U.S. ‘Partner of Choice’ For Indo-Pacific Partners
The U.S. is a partner of choice when it comes to training and advising allies and partners in the Indo-Pacific region, an Army special operations leader said.
“We’re the partner of choice because the U.S. has extensive combat experience,” said Col. Owen Ray, commander of the 1st Special Forces Group.
The 1st Special Forces Group, an Indo-Pacific regionally aligned and forward postured Army special operations forces unit, works with partner nations to provide training and guidance. The focus includes building resilience, strengthening their ability to defend their own sovereignty and defending them from coercion from external forces, Ray said.
“Our best strength is to work with our partners and build their capacity to deal with some of these problems themselves,” he said.
The goal is for these nations to take the lead—whether facing state competition, foreign fighters or terrorism—so U.S. Special Forces soldiers do not need to get involved.
“You look at that theater and it’s a large area of the world, and it’s the threats we do face—everything from counterterrorism to active competition with a near-peer competitor—that’s growing,” Ray said.
He added that there’s always a threat of foreign fighters or counterterrorism to watch, but the U.S. is well postured among its partners in Southeast Asia.
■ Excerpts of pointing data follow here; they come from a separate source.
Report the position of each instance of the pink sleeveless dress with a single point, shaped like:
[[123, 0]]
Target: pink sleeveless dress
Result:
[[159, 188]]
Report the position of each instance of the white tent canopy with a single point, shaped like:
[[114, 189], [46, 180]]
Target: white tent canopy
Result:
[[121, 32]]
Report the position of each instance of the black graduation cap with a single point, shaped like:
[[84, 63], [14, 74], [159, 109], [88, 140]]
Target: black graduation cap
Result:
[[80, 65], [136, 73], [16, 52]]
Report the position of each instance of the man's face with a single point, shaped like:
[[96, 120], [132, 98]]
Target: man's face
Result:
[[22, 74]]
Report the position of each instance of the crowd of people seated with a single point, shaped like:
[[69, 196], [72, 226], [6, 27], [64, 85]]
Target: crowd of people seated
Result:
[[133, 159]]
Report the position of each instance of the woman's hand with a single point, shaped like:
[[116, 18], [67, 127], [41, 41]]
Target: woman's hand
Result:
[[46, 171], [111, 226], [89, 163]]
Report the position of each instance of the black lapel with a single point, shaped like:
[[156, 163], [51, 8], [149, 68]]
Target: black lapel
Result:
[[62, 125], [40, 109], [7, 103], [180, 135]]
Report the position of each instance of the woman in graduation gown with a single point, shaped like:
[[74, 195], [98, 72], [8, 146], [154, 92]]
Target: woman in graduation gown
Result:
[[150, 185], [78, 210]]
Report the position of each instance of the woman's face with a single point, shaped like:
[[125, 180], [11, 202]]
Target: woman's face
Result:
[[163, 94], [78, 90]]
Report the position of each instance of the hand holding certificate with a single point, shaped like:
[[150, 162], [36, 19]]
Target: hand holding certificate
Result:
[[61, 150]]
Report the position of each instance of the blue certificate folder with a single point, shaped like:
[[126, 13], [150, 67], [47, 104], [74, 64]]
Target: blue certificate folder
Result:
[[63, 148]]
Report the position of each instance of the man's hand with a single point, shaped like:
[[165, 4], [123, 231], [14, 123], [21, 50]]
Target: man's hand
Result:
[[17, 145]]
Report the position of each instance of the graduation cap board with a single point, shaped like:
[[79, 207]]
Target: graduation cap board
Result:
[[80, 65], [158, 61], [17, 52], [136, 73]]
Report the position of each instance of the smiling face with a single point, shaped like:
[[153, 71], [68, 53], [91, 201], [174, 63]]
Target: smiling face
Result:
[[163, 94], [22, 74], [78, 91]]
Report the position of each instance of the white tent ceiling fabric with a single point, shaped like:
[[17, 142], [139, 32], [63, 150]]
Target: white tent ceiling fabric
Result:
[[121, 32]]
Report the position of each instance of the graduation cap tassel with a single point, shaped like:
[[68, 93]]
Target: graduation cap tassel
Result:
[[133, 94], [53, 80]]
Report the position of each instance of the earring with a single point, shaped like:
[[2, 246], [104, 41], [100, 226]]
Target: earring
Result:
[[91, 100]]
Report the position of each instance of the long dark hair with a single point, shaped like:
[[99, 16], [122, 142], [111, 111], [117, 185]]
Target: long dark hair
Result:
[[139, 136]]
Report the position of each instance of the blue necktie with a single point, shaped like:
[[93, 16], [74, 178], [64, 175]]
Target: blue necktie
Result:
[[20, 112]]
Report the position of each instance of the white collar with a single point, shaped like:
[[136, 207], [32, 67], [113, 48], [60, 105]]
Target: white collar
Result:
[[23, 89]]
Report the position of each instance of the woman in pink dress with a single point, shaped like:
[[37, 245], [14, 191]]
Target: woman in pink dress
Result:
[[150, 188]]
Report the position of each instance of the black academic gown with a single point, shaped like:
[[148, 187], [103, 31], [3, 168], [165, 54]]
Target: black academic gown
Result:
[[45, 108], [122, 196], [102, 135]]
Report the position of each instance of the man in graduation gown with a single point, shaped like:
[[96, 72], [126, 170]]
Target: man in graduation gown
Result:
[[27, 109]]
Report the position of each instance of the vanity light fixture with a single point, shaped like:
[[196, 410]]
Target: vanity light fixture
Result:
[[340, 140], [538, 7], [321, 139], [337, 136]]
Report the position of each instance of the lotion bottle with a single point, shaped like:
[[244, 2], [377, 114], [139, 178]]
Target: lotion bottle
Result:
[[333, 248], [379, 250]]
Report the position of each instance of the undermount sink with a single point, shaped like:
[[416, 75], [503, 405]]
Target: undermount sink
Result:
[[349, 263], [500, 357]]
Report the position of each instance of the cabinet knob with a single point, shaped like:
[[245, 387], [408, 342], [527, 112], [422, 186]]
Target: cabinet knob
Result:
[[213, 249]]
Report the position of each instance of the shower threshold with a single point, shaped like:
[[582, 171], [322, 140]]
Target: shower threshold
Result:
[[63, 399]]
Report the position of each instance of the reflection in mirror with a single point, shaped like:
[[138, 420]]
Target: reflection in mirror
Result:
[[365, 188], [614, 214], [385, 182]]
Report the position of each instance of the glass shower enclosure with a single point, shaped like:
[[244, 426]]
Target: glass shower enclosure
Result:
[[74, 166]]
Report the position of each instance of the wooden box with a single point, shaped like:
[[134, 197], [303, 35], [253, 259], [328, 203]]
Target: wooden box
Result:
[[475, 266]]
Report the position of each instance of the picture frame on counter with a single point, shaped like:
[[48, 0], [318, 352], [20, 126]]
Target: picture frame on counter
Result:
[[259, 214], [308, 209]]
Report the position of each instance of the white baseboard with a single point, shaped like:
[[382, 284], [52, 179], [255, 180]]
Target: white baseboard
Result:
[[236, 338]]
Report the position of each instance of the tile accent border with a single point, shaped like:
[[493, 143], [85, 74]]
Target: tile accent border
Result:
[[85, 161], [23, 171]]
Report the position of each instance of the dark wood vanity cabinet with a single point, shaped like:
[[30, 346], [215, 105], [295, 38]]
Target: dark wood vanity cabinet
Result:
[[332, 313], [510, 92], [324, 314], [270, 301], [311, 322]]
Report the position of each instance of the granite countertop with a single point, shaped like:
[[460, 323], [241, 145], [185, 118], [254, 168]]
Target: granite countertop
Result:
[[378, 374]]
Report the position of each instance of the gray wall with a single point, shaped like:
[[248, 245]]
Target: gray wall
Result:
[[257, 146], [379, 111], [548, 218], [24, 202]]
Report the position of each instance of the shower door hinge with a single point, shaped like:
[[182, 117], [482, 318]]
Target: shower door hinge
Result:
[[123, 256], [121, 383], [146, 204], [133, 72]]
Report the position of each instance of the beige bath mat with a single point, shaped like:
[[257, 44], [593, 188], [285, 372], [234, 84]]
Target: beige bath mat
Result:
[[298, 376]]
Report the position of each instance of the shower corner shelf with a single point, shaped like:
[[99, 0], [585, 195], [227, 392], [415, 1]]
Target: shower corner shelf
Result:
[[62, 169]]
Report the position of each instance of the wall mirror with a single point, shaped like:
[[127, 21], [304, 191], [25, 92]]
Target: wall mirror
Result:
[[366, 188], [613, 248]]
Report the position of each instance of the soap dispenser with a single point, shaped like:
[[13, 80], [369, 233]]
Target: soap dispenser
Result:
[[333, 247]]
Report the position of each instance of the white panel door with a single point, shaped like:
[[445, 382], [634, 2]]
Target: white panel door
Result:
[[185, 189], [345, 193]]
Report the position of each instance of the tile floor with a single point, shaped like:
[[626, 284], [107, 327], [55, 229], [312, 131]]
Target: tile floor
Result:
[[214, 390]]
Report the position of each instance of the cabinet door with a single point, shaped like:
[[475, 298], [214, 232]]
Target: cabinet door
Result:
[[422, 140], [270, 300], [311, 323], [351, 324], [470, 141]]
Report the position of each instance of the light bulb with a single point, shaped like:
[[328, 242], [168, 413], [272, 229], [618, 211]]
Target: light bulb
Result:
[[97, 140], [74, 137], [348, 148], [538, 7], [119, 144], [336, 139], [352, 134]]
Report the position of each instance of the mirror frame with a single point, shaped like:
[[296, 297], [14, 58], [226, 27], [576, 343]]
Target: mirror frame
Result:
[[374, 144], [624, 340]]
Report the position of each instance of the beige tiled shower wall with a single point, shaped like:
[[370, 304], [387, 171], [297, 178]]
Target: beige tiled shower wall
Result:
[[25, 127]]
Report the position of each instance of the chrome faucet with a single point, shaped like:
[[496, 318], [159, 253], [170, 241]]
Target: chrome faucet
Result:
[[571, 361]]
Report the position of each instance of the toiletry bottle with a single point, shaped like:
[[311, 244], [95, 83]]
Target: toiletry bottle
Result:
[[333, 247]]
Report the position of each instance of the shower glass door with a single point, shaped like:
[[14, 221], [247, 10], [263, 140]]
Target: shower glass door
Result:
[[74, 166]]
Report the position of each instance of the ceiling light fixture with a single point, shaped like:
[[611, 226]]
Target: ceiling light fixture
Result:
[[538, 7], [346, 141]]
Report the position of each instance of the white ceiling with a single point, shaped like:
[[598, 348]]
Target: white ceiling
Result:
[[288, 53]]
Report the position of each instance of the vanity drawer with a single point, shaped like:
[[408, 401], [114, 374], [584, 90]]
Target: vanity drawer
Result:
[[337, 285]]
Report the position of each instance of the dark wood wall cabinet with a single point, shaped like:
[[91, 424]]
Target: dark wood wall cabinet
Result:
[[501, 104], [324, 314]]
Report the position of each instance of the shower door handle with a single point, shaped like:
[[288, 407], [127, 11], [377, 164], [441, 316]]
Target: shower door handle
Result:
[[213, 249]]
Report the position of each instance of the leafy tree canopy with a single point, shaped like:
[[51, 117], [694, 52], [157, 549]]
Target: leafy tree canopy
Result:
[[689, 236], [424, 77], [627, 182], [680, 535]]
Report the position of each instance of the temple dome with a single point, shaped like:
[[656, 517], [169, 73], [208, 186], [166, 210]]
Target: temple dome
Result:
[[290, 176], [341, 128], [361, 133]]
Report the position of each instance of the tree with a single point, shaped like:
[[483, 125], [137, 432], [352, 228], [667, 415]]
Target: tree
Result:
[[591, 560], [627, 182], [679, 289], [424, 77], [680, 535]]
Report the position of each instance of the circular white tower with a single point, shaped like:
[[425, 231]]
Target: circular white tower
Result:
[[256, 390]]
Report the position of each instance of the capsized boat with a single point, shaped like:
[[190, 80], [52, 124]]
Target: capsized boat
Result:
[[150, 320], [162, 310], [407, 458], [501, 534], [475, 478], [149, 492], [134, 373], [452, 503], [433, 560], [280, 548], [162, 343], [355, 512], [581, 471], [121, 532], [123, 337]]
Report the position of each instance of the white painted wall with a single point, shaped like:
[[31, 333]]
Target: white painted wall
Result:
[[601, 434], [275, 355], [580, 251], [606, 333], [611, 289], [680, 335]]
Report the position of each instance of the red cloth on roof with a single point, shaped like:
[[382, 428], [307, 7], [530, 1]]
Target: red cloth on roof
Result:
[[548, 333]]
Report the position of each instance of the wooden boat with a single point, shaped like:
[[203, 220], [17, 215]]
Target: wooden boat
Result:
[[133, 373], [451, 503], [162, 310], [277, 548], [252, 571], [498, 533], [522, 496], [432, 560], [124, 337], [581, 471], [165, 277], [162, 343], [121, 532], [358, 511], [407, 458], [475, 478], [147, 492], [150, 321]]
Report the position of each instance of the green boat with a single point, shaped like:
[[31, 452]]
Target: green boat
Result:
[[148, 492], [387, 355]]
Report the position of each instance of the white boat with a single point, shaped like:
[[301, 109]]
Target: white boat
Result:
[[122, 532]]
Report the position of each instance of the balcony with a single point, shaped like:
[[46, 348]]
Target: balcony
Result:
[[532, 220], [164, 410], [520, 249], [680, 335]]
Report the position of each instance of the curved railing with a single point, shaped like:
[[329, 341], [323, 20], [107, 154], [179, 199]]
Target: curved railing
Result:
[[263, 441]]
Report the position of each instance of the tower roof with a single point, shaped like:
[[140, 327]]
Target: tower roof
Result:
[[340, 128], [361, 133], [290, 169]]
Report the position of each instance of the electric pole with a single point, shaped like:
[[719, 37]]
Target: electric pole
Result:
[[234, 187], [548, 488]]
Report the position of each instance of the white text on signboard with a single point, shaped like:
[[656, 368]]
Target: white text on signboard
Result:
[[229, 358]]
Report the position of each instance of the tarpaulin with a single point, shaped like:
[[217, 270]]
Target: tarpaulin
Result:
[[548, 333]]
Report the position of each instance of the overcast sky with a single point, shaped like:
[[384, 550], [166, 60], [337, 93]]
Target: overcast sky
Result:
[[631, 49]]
These nations have the capacity to not only deal with these threats but also keep them regional, he added.
The 1st Special Forces Group, stationed at Joint Base Lewis-McChord, Washington, and comprised of roughly 2,500 personnel, averages about 50 engagements across 14 nations every year.
“We can’t be everywhere,” Ray said. “We’re a limited size force, and so we have to work through partners for them to be able to solve some of these issues.”